Mindestausbildungsvergütung

Für die Studierenden der Dualen Hochschule Gera-Eisenach ist die Mindestausbildungsvergütung im Thüringer Hochschulgesetz (ThürHG) geregelt. Gemäß § 111 Abs. 1 Satz 5 ThürHG darf die den Studierenden zu zahlende Vergütung den Bedarfssatz nach § 13 Abs. 1 Nr. 2 des Bundesausbildungsförderungsgesetzes (BAföG) zuzüglich der Beträge nach § 13 Abs. 2 Nr. 1 sowie nach § 13a BAföG nicht unterschreiten.

Ab dem 1. August 2022 beträgt unter Anwendung des 27. BAföG-Änderungsgesetzes die Mindestausbildungsvergütung 633,00 € brutto monatlich (davor 592,00 € seit 1. August 2020)

An der Dualen Hochschule Gera-Eisenach können sich nur Unternehmen und Einrichtungen als Ausbildungsstätte beteiligen, die – neben der Erfüllung der sonstigen Zulassungsvoraussetzungen - ihren Studierenden eine Ausbildungsvergütung gemäß § 111 Abs. 1 ThürHG zahlen. Die Ausbildungsvergütung ist nach dem Günstigkeitsprinzip zu gewähren.
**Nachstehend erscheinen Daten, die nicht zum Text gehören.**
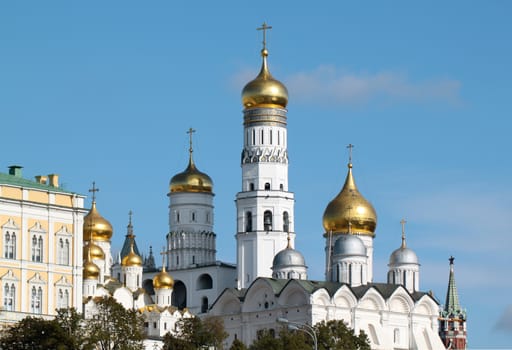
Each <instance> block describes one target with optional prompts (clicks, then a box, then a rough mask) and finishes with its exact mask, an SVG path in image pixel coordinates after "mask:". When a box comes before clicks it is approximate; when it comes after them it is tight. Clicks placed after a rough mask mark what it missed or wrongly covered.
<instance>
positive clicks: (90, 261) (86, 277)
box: [83, 260, 100, 280]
Sehen tarifliche oder betriebliche Regelungen für dual Studierende eine höhere Ausbildungsvergütung als der sich aus obiger Berechnung ergebende Betrag vor, gilt die tarifliche oder betriebliche Ausbildungsvergütung als Mindestausbildungsvergütung.

Über den Mindestbetrag hinausgehende Ausbildungsvergütungen oder Leistungszulagen können frei vereinbart werden.

Die vertragliche Vereinbarung und die tatsächliche Zahlung der Mindestausbildungsvergütung ist unabdingbare Voraussetzung für eine Zulassung zum Studium an der Dualen Hochschule. Sie ist von der Ausbildungsstätte des Praxispartners an den Studierenden zu gewähren. Vertragliche oder gesetzliche Leistungen Dritter können die vertraglich geschuldete Leistung des Praxispartners weder ersetzen noch ist deren teilweise Anrechnung möglich. Darauf gerichtete Zusatzvereinbarungen zum Ausbildungsvertrag sind nichtig.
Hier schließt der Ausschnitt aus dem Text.